Opinion
June 26, 1979
Order, Supreme Court, New York County, entered March 2, 1978, granting plaintiff summary judgment against defendant Rainermann on its claim for compensatory damages and setting the matter down for an assessment, reversed, on the law, with one bill of costs, and the motion for summary judgment denied. This action arises out of the conversion by defendant Rainermann of musical publications belonging to plaintiff. Rainermann, a vice-president of plaintiff, is alleged to have conspired with the other defendants to remove sheet music and music books from plaintiff's warehouse and to ship them to one of the defendants, billing it therefor at a fraction of the true value. Ultimately, the conspiracy was disclosed and as a result, Rainermann was indicted in the United States District Court for the Southern District of Florida for shipment of stolen goods in interstate commerce. Rainermann thereafter pleaded guilty to the charge. Special Term granted summary judgment based upon this admission by plea. Rainermann contends, among other things, that after the disclosure of the conspiracy, he issued to the president of plaintiff, a check in the sum of $100,000 in full settlement and satisfaction of all claims arising out of the conversion. While no copy of the check has been submitted to us, plaintiff concedes that a payment was made. However, it contends that such restitution was partial "and with respect to other unlawful misappropriations of [plaintiff's] property". Whether such transaction which took place between plaintiff and Rainermann was an accord and satisfaction which completely wiped out Rainermann's liability to plaintiff, or merely partial restitution, cannot be determined on papers. A trial is necessary in order completely to explore the facts.
Concur — Sandler, Bloom, Lane and Lupiano, JJ.
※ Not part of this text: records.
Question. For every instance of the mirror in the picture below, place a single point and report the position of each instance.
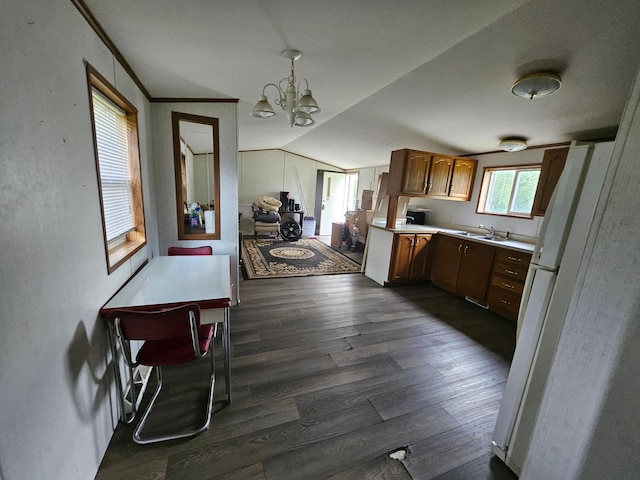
(197, 176)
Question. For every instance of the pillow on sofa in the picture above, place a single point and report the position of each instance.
(268, 203)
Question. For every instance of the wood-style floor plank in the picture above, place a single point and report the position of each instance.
(329, 375)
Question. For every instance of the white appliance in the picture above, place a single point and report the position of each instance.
(547, 293)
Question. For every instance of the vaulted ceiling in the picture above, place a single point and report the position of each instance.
(424, 74)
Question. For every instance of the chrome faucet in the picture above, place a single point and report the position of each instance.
(490, 229)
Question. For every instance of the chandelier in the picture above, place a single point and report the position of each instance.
(298, 105)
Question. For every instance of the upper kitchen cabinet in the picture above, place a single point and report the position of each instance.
(425, 174)
(464, 173)
(416, 172)
(552, 166)
(440, 177)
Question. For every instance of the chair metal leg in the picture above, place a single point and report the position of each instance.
(160, 438)
(113, 342)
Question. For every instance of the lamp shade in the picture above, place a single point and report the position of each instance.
(263, 108)
(536, 85)
(512, 145)
(303, 120)
(306, 103)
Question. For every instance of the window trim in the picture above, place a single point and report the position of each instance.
(484, 186)
(118, 252)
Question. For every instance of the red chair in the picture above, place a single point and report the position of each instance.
(171, 337)
(204, 250)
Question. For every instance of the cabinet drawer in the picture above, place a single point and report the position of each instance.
(510, 270)
(507, 302)
(507, 284)
(513, 257)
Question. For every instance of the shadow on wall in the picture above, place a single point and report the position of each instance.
(89, 368)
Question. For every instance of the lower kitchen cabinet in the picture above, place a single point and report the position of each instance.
(507, 282)
(463, 266)
(410, 257)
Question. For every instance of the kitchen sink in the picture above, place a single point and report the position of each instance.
(495, 238)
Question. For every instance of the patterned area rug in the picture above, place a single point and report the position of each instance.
(278, 258)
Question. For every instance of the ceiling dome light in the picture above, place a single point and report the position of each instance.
(512, 145)
(534, 85)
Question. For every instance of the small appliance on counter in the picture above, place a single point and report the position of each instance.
(417, 217)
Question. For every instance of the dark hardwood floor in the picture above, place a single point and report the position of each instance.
(331, 374)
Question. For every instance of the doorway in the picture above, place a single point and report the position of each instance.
(336, 194)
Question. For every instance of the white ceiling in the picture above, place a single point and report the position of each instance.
(425, 74)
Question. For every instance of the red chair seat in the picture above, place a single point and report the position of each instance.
(204, 250)
(174, 351)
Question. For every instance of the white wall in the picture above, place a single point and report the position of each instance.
(269, 172)
(57, 394)
(588, 425)
(226, 113)
(446, 213)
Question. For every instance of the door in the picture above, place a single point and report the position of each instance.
(475, 269)
(401, 256)
(333, 201)
(462, 178)
(420, 258)
(446, 260)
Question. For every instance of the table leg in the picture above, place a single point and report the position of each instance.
(226, 341)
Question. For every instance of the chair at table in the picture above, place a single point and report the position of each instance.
(204, 250)
(171, 337)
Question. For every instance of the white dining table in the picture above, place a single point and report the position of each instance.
(169, 281)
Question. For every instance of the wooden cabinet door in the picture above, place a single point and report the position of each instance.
(416, 172)
(420, 259)
(401, 256)
(552, 166)
(464, 172)
(440, 176)
(446, 260)
(475, 269)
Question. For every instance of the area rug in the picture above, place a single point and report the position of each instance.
(305, 257)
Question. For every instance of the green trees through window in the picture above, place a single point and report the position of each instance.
(509, 190)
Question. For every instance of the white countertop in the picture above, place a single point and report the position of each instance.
(502, 243)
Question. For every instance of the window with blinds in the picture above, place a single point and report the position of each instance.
(113, 158)
(115, 133)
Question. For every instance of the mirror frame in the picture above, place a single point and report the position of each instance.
(176, 117)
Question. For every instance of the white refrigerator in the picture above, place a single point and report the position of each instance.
(547, 293)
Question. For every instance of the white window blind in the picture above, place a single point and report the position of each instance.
(115, 174)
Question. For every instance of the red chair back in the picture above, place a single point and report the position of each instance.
(204, 250)
(157, 325)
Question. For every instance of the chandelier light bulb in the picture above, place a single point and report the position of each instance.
(298, 104)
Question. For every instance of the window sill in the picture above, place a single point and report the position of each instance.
(122, 253)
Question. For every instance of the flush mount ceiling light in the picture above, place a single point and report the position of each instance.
(512, 145)
(298, 105)
(536, 85)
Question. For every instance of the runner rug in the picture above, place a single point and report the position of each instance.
(278, 258)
I would affirm. The plea of guilty was an admission that the defendant Rainermann converted the sheet music and music books. (Ando v. Woodberry, 8 N.Y.2d 165; Horowitz v. Kevah Konner, Inc., 67 A.D.2d 38.) Accordingly, it was incumbent upon the said defendant to set forth facts which would contravene the prima facie case against him. He contended that after the disclosure of the conspiracy, he gave a check in the sum of $100,000 in full settlement and and satisfaction of the claim. No check or copy thereof or settlement agreement have been submitted on this motion, and it strains credulity for us to assume that a transaction in that large an amount would not have some evidentiary basis for submission. It need not be reiterated that the opponent of a properly made motion for summary judgment must present facts sufficient to raise a triable issue. (Freedman v Chemical Constr. Corp., 43 N.Y.2d 260, 264.) The court at Special Term quite properly directed an assessment of damages, at which time the defendant could show that a payment, if any, was made.